A nossa traição a Deus, é coisa muito grave! E é movida sempre ou quase sempre pela ação do diabo, o qual entra na nossa vida, exatamente pela nossa fraqueza na prática da fé, ou mesmo pela nossa falta de fé.

Se relaxamos na oração, se nos desviamos dos caminhos de Deus, o demônio vai encostando em nós, e sugerindo que seguir Jesus é pura besteira. E mais. O diabo nos atenta até que acabamos por fazer uma CATEQUESE INVERTIDA, ou seja, sair por aí, criticando ou fazendo piadas dos padres, negando o Céu, negando o inferno, negando o próprio Deus, negando a pessoa de Jesus, dizendo que ele era um homem como outro qualquer. Há ainda aqueles que dizem que Jesus não fez nenhum milagre, que foram apenas “ações sociais”. Que Jesus foi apenas “alguém” mais espiritualizado do que a maioria. Sempre tentam transformar Jesus em um “homem qualquer”. Essa, é uma traição, igual ou pior a de Judas.

Para evitar que cheguemos a esse ponto, precisamos nos apegar cada vez mais ao Pai, e nunca descuidar da prática da fé, achando que já estamos salvos e que podemos relaxar que a nossa salvação já está garantida pelo amor infinito de Deus.

Cuidado, meus irmãos! Pois podemos ouvir de Jesus naquele dia do juízo:

“Não vos conheço. Afastai-vos de mim, e ide para o fogo eterno…”

Assim como Judas e Pedro nós também traímos e negamos Jesus, quando pecamos, quando erramos, quando esquecemos de agradecer, ou quando temos vergonha de assumir que acreditamos Nele e somos seus seguidores, e a cada vez que não somos fieis ao evangelho, aos ensinamentos de Cristo.

Não vamos aqui condenar e julgar Judas e Pedro. Devemos apenas refletir sobre tudo o que nos leva a negar e a trair Jesus. Refletir também sobre as nossas reações quando somos traídos, excluídos, negados e desprezados, quando sou Judas ou Pedro.

Tanto Pedro quanto Judas se arrependeram, mesmo tendo sido avisados por Jesus do que fariam. Judas não desistiu da traição e Pedro negou Jesus. Fizeram suas escolhas.

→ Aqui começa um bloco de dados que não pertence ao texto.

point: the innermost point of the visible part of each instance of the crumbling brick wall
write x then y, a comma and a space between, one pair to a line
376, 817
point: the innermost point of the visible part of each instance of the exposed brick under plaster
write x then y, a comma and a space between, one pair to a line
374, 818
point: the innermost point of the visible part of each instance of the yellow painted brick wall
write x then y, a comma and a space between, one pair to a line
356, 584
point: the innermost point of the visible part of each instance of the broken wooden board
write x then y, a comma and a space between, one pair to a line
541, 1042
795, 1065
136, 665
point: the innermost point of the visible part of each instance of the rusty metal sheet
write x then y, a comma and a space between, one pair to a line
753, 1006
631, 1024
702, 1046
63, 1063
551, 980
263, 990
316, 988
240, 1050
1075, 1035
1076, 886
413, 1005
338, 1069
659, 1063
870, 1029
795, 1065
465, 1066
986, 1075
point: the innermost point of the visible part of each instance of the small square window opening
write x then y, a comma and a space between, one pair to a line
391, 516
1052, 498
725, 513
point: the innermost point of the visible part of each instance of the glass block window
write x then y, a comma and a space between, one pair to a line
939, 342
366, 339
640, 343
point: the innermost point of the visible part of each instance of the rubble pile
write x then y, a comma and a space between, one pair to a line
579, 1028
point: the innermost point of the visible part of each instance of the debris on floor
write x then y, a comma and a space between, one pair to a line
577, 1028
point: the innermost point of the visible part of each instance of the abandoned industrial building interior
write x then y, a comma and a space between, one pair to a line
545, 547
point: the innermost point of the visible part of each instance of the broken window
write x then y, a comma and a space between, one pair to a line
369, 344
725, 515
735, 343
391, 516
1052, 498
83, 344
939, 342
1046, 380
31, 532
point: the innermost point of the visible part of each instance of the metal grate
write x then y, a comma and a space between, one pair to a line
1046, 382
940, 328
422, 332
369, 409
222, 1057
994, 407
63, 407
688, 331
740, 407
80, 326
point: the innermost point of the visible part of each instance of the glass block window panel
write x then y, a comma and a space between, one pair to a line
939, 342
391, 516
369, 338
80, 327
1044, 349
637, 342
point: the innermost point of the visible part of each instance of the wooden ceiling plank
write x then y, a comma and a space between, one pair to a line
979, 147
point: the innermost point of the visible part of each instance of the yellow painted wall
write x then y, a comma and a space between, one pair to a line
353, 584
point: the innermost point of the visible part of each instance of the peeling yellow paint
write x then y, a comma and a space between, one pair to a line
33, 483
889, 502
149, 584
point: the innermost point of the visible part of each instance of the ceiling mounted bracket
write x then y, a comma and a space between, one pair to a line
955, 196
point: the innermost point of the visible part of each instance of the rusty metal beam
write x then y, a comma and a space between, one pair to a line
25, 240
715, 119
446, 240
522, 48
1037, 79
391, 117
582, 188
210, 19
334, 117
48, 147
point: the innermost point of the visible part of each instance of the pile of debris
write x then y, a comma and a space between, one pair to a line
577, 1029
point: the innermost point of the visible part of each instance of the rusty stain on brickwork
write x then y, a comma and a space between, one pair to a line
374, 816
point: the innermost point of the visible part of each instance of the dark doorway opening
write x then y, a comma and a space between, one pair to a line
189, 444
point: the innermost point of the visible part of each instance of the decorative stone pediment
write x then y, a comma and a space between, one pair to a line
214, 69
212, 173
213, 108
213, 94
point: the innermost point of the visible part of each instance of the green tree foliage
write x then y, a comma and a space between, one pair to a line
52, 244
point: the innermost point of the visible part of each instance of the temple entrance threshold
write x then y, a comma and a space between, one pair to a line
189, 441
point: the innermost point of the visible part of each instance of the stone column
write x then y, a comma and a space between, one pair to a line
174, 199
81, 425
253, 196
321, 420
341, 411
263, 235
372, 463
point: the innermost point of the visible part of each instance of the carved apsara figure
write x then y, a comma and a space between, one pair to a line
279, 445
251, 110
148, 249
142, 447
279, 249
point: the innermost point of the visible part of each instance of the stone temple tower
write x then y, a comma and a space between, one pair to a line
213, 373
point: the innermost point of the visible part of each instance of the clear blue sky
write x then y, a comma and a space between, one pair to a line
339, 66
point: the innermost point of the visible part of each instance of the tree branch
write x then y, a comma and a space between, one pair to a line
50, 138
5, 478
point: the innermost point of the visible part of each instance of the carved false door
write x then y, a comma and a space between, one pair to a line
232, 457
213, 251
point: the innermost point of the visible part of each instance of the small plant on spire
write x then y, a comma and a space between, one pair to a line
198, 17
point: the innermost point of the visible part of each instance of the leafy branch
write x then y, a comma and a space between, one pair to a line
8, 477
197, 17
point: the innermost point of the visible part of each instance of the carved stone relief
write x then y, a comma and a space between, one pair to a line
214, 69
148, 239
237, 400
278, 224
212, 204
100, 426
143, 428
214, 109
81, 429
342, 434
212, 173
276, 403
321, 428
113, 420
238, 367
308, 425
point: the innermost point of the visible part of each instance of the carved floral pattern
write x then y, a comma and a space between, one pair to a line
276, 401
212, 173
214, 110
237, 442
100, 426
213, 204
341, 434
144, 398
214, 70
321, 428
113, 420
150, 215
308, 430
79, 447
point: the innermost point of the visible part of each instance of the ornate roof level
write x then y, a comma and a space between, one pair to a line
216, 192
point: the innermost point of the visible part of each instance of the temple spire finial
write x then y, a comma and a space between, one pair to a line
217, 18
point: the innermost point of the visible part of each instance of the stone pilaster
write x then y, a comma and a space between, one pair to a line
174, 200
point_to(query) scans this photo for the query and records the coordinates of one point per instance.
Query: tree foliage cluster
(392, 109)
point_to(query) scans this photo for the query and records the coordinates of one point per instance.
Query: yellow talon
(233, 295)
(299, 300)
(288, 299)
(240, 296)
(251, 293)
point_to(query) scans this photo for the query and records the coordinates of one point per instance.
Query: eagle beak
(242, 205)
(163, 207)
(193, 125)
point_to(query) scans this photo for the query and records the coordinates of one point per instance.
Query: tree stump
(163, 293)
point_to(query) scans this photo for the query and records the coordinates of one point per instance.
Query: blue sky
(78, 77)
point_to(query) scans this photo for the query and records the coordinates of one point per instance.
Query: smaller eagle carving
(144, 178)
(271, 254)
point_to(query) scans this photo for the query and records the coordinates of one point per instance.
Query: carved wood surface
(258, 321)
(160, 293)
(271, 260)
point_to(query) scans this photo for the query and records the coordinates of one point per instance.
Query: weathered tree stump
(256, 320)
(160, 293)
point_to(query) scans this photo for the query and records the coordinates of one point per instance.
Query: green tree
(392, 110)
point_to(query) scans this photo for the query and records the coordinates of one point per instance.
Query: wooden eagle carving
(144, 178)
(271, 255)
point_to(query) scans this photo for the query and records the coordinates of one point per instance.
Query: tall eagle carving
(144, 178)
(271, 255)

Jesus conhecia seus discípulos e suas fraquezas, e da mesma forma ele nos conhece também. Porém, quando reconheceram que tinham errado veio o arrependimento, e cada um teve uma reação diferente.

Pedro reconheceu seu erro, sofreu, mas teve muita coragem de voltar e pedir perdão.

Judas, também arrependido devolveu o dinheiro, fruto de sua ganância, mas não teve a mesma coragem de pedir perdão, não voltou.

Quantas vezes temos a mesmas atitudes. Nos falta coragem para pedir perdão. É difícil reconhecer que erramos, é difícil pedir perdão, como também é difícil perdoar.

Ouçamos Jesus, seus sinais de alerta. O Pai em sua infinita misericórdia nos perdoa, nos quer de volta, vamos abrir nossos corações para acolher e amar nosso próximo, como Jesus nos amou e nos ama.

Por isso, lhe peço Pai, que pelo seu Espírito Santo, abra meu coração que está fechado ao seu amor, e me faça viver em sintonia com Jesus, de modo que meus preconceitos e preceitos não venham a influenciar minha adesão a de segui-Lo. Aproxima-me de Jesus despojando-me de minhas ideias preconcebidas, a fim de que eu possa reconhecer o sentido de sua presença no meio de nós.

Deus abençoe você! FIQUE NA PAZ DE JESUS!

Um abraço fraterno, e que tenhamos um abençoado dia na graça do Senhor. Confie em Deus!

Humildemente, seu irmão na Fé, Flávio Eduardo.

Meus queridos amigos e amigas, irmãos e irmãs em Cristo Jesus, obrigado pelas suas orações direcionadas a Ana Paula e a nossa família, pois, como VERDADE, temos a certeza que as orações daqueles que nos querem bem fizeram e fazem muita diferença, e já tivemos a graça de ter o mistério da oração realizado em nossa frente e em nossos corações. Obrigado!